Sparse indexes are indexes where no values are included for fields that do not exist. Take the following two documents.

var sparse = db.getSisterDB("indexes").sparse;
sparse.insert({ hello: "world", number: 1 });
sparse.insert({ hello: "world" });

A non-sparse index for the field number will contain an entry for both documents in the index. A sparse index will contain only the documents that contains the number field. This saves memory and disk space for the index in comparison to a normal field level index.

To create a sparse index.

var sparse = db.getSisterDB("indexes").sparse;
sparse.ensureIndex({number: 1}, {sparse: true});

Unique indexes

An unique index is different from a normal index in that it only allows a single document to exist for a field value. Let’s define the index for a field.

var unique = db.getSisterDB("indexes").unique;
unique.ensureIndex({number: 1}, {unique: true});

Now let’s try to insert some documents

var unique = db.getSisterDB("indexes").unique;
unique.insert({ hello: "world", number: 1 });
unique.insert({ hello: "world", number: 1 });

The second insert will fail as there is already a document with the field number equal to 1.

Time To Live indexes

Time to live indexes (TTL) are a special type of index that will remove documents that fail to meet the index condition.
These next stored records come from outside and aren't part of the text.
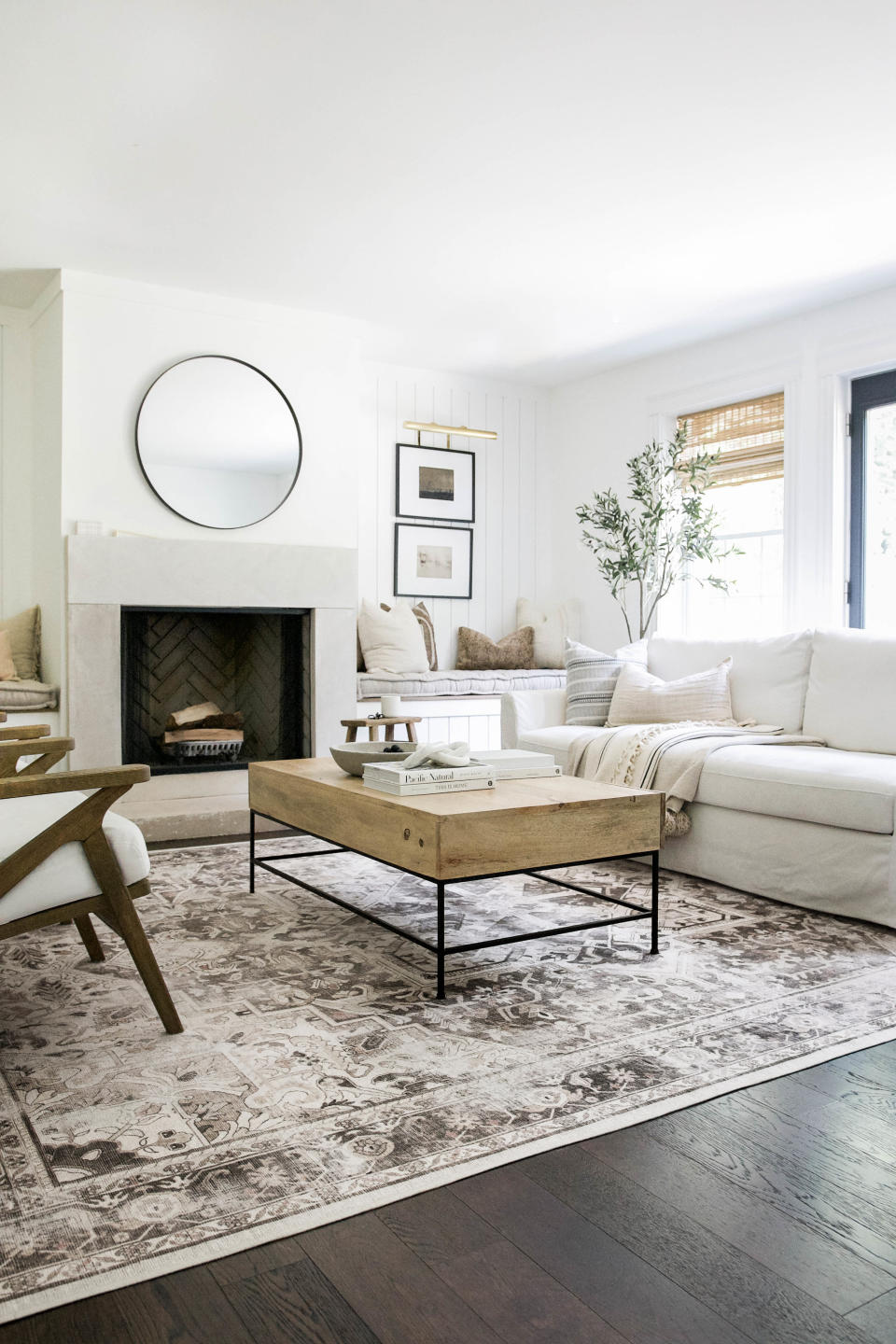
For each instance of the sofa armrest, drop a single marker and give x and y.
(525, 710)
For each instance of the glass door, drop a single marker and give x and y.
(872, 532)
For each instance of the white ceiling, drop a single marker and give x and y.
(519, 187)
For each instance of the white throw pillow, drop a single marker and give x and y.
(391, 641)
(592, 678)
(852, 691)
(767, 677)
(642, 698)
(553, 626)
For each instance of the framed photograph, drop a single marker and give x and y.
(433, 561)
(434, 483)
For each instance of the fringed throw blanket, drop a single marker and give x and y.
(666, 756)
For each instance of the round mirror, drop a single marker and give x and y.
(217, 441)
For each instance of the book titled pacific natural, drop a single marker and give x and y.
(483, 770)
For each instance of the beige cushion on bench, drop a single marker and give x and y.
(27, 695)
(64, 875)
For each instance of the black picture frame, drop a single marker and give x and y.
(431, 586)
(867, 393)
(404, 500)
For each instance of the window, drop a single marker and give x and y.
(747, 492)
(872, 532)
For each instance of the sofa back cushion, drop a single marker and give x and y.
(767, 677)
(852, 691)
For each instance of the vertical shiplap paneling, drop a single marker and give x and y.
(511, 515)
(528, 530)
(504, 532)
(492, 518)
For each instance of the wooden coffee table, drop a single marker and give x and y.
(519, 827)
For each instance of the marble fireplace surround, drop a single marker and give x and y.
(106, 573)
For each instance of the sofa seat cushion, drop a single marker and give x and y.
(64, 875)
(558, 739)
(850, 790)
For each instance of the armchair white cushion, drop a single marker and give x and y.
(64, 875)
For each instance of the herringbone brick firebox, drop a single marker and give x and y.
(253, 662)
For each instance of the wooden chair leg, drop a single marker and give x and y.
(107, 874)
(89, 938)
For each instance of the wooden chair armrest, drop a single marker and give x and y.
(119, 777)
(45, 753)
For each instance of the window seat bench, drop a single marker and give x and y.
(455, 706)
(453, 681)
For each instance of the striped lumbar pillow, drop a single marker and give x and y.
(642, 698)
(592, 678)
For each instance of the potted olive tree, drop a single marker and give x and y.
(666, 532)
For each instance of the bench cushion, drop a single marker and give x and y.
(455, 681)
(64, 875)
(27, 695)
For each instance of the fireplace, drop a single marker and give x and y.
(250, 662)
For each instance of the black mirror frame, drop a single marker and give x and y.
(289, 406)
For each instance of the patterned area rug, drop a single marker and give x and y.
(317, 1077)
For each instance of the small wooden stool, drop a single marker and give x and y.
(373, 729)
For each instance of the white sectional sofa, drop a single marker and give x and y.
(805, 824)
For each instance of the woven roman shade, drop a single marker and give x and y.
(749, 437)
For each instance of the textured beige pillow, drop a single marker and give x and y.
(477, 652)
(553, 625)
(391, 641)
(24, 641)
(7, 665)
(642, 698)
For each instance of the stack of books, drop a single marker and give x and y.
(425, 778)
(483, 770)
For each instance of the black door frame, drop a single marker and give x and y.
(867, 393)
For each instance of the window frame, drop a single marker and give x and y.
(865, 394)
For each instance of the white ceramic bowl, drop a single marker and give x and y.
(354, 756)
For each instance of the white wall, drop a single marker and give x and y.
(119, 336)
(48, 559)
(602, 421)
(77, 366)
(508, 562)
(15, 464)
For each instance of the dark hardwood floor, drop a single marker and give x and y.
(766, 1215)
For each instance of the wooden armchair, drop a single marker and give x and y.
(64, 857)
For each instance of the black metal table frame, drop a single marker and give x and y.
(440, 946)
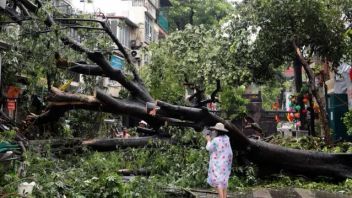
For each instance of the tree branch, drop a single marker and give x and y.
(107, 29)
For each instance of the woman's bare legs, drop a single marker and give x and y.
(224, 193)
(220, 192)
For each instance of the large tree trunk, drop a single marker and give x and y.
(263, 154)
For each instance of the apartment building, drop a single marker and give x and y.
(136, 23)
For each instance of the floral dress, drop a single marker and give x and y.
(220, 161)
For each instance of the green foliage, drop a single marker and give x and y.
(312, 143)
(347, 121)
(8, 135)
(232, 101)
(198, 56)
(317, 26)
(94, 174)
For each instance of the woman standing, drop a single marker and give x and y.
(220, 159)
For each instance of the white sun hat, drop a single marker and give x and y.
(219, 127)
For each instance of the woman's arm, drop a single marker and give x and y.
(211, 144)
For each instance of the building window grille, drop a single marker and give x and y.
(148, 26)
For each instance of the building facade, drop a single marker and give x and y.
(136, 23)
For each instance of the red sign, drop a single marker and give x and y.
(11, 105)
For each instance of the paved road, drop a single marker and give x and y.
(274, 193)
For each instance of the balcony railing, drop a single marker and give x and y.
(163, 23)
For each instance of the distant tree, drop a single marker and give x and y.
(197, 12)
(285, 31)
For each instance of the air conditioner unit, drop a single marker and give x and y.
(135, 44)
(105, 82)
(136, 54)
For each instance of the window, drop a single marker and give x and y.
(124, 35)
(137, 3)
(122, 31)
(148, 29)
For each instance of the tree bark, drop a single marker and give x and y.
(310, 74)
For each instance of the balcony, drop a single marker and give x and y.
(163, 23)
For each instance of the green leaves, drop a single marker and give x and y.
(347, 121)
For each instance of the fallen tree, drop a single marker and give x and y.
(264, 155)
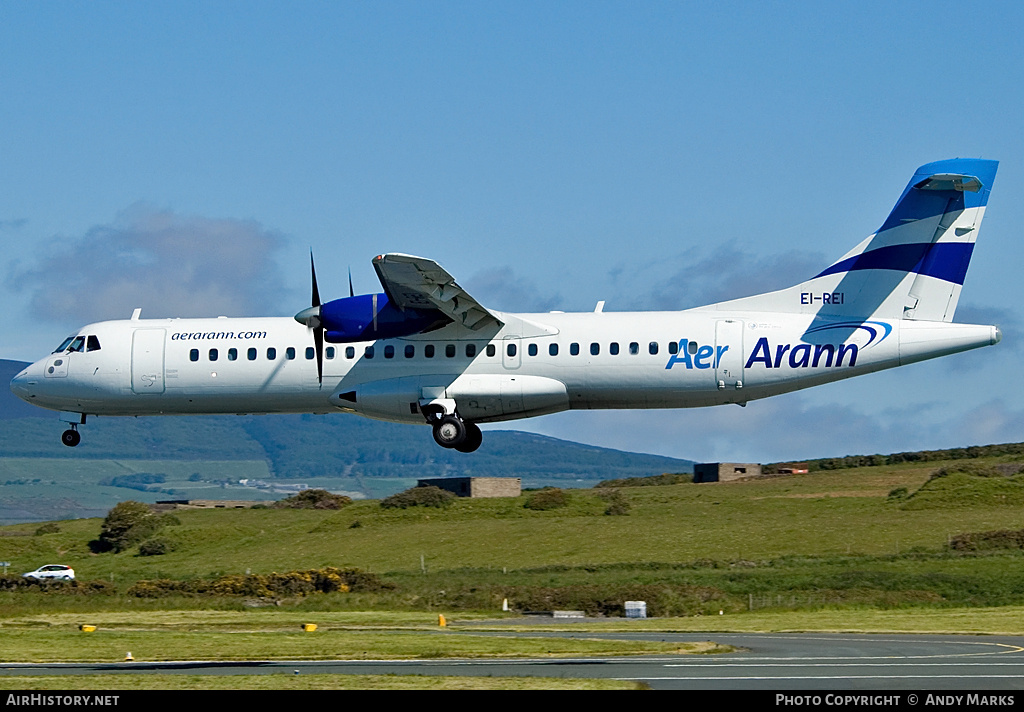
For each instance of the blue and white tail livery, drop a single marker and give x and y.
(426, 351)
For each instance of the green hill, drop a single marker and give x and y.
(206, 456)
(819, 540)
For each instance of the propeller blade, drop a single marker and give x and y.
(312, 269)
(312, 320)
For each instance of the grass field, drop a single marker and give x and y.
(827, 551)
(832, 539)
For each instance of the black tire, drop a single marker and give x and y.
(450, 431)
(473, 438)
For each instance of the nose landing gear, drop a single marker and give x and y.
(71, 437)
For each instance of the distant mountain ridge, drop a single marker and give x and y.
(312, 446)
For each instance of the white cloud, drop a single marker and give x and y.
(502, 289)
(167, 263)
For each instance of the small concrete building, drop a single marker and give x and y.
(724, 471)
(476, 487)
(168, 504)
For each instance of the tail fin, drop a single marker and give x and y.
(913, 266)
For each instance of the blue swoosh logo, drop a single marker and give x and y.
(871, 328)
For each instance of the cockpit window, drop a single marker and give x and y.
(64, 345)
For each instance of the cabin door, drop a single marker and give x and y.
(147, 361)
(729, 354)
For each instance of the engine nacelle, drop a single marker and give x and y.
(371, 317)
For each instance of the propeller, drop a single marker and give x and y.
(311, 318)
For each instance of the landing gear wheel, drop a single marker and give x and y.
(450, 431)
(473, 438)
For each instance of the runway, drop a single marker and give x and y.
(798, 661)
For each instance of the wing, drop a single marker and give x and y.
(422, 284)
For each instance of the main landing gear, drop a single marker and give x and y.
(452, 431)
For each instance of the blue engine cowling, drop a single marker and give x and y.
(358, 319)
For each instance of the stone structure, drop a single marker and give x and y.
(476, 487)
(724, 471)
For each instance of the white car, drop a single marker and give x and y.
(52, 571)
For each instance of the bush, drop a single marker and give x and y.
(978, 541)
(156, 547)
(419, 497)
(548, 498)
(617, 504)
(77, 587)
(128, 524)
(313, 499)
(327, 580)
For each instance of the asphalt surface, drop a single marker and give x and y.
(799, 661)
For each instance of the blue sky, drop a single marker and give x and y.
(184, 158)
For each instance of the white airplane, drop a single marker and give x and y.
(426, 351)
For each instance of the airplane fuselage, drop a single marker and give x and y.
(439, 357)
(535, 364)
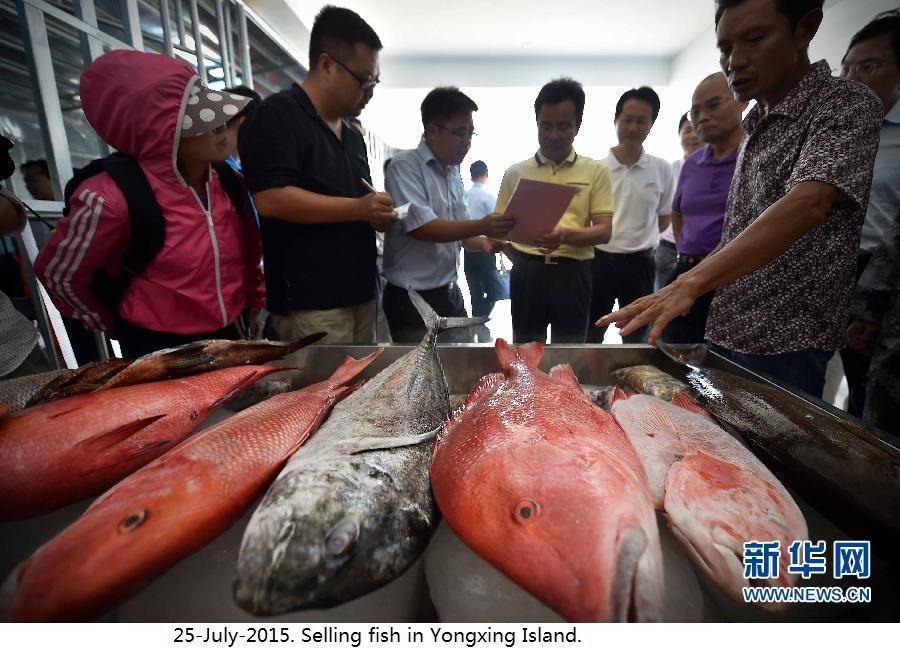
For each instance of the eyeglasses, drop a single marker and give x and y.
(866, 68)
(365, 83)
(461, 133)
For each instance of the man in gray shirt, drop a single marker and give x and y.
(480, 267)
(421, 250)
(873, 59)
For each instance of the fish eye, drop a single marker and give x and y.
(342, 538)
(133, 520)
(526, 510)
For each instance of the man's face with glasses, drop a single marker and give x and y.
(355, 78)
(451, 141)
(873, 62)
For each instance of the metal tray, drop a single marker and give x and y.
(199, 587)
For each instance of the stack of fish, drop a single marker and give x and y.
(171, 507)
(529, 473)
(106, 420)
(545, 486)
(353, 509)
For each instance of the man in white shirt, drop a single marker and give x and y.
(643, 185)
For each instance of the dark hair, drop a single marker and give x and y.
(36, 163)
(793, 9)
(245, 91)
(887, 22)
(443, 103)
(337, 31)
(645, 94)
(478, 169)
(560, 90)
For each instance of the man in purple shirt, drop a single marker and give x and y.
(702, 193)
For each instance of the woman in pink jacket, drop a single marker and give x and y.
(152, 108)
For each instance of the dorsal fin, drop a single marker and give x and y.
(619, 394)
(529, 353)
(564, 374)
(688, 403)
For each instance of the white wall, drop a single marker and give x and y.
(843, 18)
(505, 90)
(505, 123)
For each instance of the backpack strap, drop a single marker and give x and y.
(232, 185)
(81, 174)
(148, 227)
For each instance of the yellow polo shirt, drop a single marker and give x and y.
(594, 196)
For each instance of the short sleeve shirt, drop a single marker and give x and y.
(593, 196)
(479, 201)
(642, 193)
(309, 266)
(826, 130)
(416, 177)
(700, 198)
(885, 197)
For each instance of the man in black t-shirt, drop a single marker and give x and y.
(305, 165)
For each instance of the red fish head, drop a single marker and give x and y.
(565, 542)
(714, 507)
(71, 578)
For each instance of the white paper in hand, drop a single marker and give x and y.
(537, 207)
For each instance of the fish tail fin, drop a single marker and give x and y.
(529, 353)
(619, 394)
(485, 385)
(564, 374)
(351, 367)
(112, 437)
(253, 375)
(688, 403)
(293, 346)
(441, 323)
(631, 547)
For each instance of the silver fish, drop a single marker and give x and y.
(353, 508)
(15, 393)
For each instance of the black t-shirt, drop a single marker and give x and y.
(309, 266)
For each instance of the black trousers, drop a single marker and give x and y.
(558, 295)
(622, 276)
(480, 269)
(856, 365)
(407, 325)
(692, 327)
(137, 341)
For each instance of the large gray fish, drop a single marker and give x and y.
(353, 508)
(835, 462)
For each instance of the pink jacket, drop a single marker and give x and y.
(209, 267)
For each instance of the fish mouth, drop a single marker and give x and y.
(633, 597)
(724, 565)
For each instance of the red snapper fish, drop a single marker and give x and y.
(716, 495)
(58, 453)
(172, 507)
(546, 487)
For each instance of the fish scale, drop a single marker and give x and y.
(71, 449)
(351, 510)
(170, 508)
(530, 474)
(715, 493)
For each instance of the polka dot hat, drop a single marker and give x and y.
(207, 110)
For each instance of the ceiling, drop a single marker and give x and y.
(510, 28)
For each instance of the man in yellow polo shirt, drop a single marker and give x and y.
(550, 283)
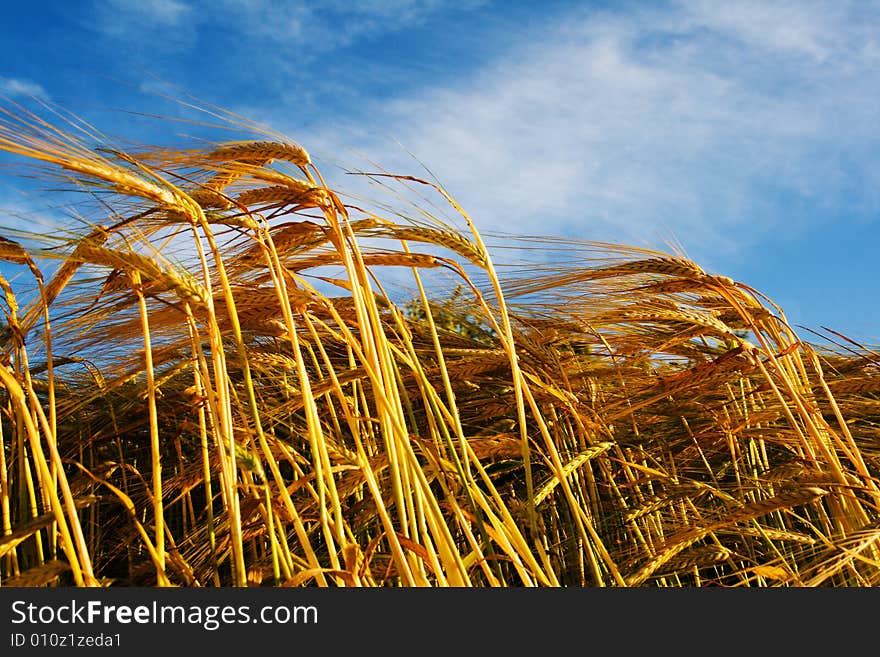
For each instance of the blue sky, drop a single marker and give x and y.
(747, 132)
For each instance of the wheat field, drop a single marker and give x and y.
(224, 373)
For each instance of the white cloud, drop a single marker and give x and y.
(707, 122)
(123, 19)
(12, 87)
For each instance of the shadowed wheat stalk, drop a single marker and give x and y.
(220, 385)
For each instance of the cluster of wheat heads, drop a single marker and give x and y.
(189, 398)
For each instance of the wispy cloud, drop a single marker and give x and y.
(13, 87)
(715, 124)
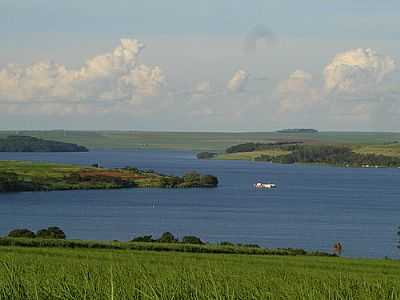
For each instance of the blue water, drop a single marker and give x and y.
(312, 208)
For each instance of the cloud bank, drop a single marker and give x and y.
(238, 82)
(359, 70)
(114, 76)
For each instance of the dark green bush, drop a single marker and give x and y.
(190, 239)
(206, 155)
(167, 237)
(208, 180)
(21, 233)
(51, 233)
(143, 239)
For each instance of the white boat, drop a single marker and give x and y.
(268, 186)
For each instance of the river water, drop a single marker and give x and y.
(312, 208)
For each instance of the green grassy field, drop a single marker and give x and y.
(199, 141)
(39, 273)
(32, 176)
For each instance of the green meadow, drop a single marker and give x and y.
(200, 141)
(52, 273)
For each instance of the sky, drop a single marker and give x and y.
(221, 65)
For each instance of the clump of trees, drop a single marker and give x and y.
(330, 154)
(206, 155)
(190, 180)
(168, 237)
(251, 147)
(11, 182)
(52, 232)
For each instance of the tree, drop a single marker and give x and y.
(21, 233)
(143, 239)
(191, 177)
(167, 237)
(51, 233)
(192, 240)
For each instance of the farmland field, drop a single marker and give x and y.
(200, 141)
(40, 273)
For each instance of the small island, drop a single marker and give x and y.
(298, 130)
(23, 176)
(20, 143)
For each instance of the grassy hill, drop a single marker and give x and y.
(42, 273)
(200, 141)
(32, 176)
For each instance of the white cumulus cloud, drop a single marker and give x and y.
(238, 82)
(297, 92)
(357, 71)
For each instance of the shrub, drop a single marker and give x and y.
(21, 233)
(51, 233)
(144, 239)
(167, 237)
(192, 240)
(191, 177)
(206, 155)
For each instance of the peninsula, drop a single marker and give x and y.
(20, 143)
(21, 176)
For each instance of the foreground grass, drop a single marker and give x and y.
(39, 273)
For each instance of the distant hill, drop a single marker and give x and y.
(17, 143)
(298, 130)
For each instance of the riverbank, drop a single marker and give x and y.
(204, 141)
(43, 273)
(20, 176)
(378, 156)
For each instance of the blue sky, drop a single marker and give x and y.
(193, 56)
(336, 19)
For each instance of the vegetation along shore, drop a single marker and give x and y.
(20, 176)
(288, 152)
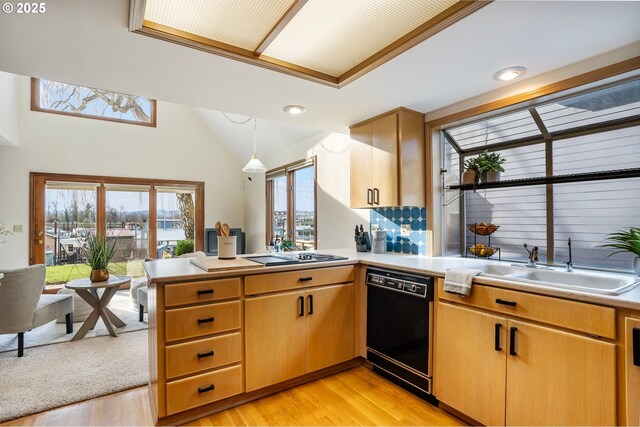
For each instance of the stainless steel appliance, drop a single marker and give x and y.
(400, 328)
(270, 260)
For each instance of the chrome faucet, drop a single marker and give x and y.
(533, 256)
(570, 262)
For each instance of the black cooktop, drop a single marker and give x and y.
(300, 258)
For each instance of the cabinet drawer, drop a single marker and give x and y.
(208, 353)
(297, 279)
(201, 291)
(191, 322)
(202, 389)
(589, 318)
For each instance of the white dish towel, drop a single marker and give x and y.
(458, 280)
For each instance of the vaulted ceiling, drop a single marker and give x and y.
(329, 41)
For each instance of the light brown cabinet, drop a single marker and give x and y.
(503, 371)
(293, 333)
(387, 160)
(632, 366)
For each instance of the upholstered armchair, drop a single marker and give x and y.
(24, 307)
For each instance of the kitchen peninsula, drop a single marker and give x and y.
(220, 339)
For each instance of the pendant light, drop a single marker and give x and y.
(254, 165)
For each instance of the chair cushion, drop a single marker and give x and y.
(133, 290)
(143, 297)
(81, 309)
(50, 307)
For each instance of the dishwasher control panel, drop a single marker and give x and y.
(416, 285)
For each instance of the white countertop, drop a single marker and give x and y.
(173, 270)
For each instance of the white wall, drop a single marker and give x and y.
(336, 220)
(8, 109)
(180, 148)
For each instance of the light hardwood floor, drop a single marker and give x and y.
(354, 397)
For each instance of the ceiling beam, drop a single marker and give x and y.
(282, 22)
(136, 14)
(433, 26)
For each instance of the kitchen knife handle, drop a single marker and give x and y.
(636, 346)
(512, 343)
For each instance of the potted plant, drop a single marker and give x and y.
(490, 165)
(626, 241)
(98, 252)
(472, 171)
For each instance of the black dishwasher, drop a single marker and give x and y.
(400, 328)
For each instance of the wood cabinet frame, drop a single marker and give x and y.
(37, 185)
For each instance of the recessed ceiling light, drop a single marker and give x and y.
(509, 73)
(294, 109)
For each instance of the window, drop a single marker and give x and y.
(291, 205)
(147, 217)
(80, 101)
(572, 171)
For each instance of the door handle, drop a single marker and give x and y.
(636, 346)
(505, 302)
(207, 354)
(512, 343)
(497, 337)
(206, 389)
One use for TTL indexes is for a cache of documents, allowing old documents to be gradually removed by MongoDB instead of bulk removing documents with an external process.

Let’s insert some documents.

var ttl = db.getSisterDB("indexes").ttl;
ttl.insert({ created_on: new Date() });

Let’s define an a TTL index on created_on with a expire time of 1000 seconds in the future.

var ttl = db.getSisterDB("indexes").ttl;
ttl.ensureIndex({created_on: 1}, {expireAfterSeconds: 1000});

When the documents cross the created_on + 1000 seconds they will get removed.

Notes about TTL

The expireAfterSeconds is not a hard limit. MongoDB will remove and expired documents once it has time to do it. So the actual time of removal might vary.

Covered Indexes

Covered indexes are queries that can be answered using only the information stored in the index. Basically MongoDB answers the index using the fields stored in a covered index. Let’s insert some documents.

var covered = db.getSisterDB("indexes").covered;
covered.insert({ text: "hello", site: "home"});
covered.insert({ text: "hello", site: "work" });

Let’s define the covered index.

var covered = db.getSisterDB("indexes").covered;
covered.ensureIndex({text: 1, site: 1});

Let’s perform a covered index query.

var covered = db.getSisterDB("indexes").covered;
covered.find({text: "hello"}, {_id: 0, text:1, site:1});

Let’s look at the query plan.

var covered = db.getSisterDB("indexes").covered;
covered.find({text: "hello"}, {_id: 0, text:1, site:1}).explain();

The results look like.

{
  "cursor" : "BtreeCursor text_1_site_1",
  "isMultiKey" : false,
  "n" : 2,
  "nscannedObjects" : 0,
  "nscanned" : 2,
  "nscannedObjectsAllPlans" : 0,
  "nscannedAllPlans" : 2,
  "scanAndOrder" : false,
  "indexOnly" : true,
  "nYields" : 0,
  "nChunkSkips" : 0,
  "millis" : 0,
  ...
  "server" : "christkv.local:27017"
}

Notice how the query plan result includes indexOnly set to true meaning that the query was completely covered by the index and MongoDB never touched the documents.

Covered Index Gotchas

Noticed how {_id: 0, text:1, site:1} excludes _id. A covered index query cannot include the _id field.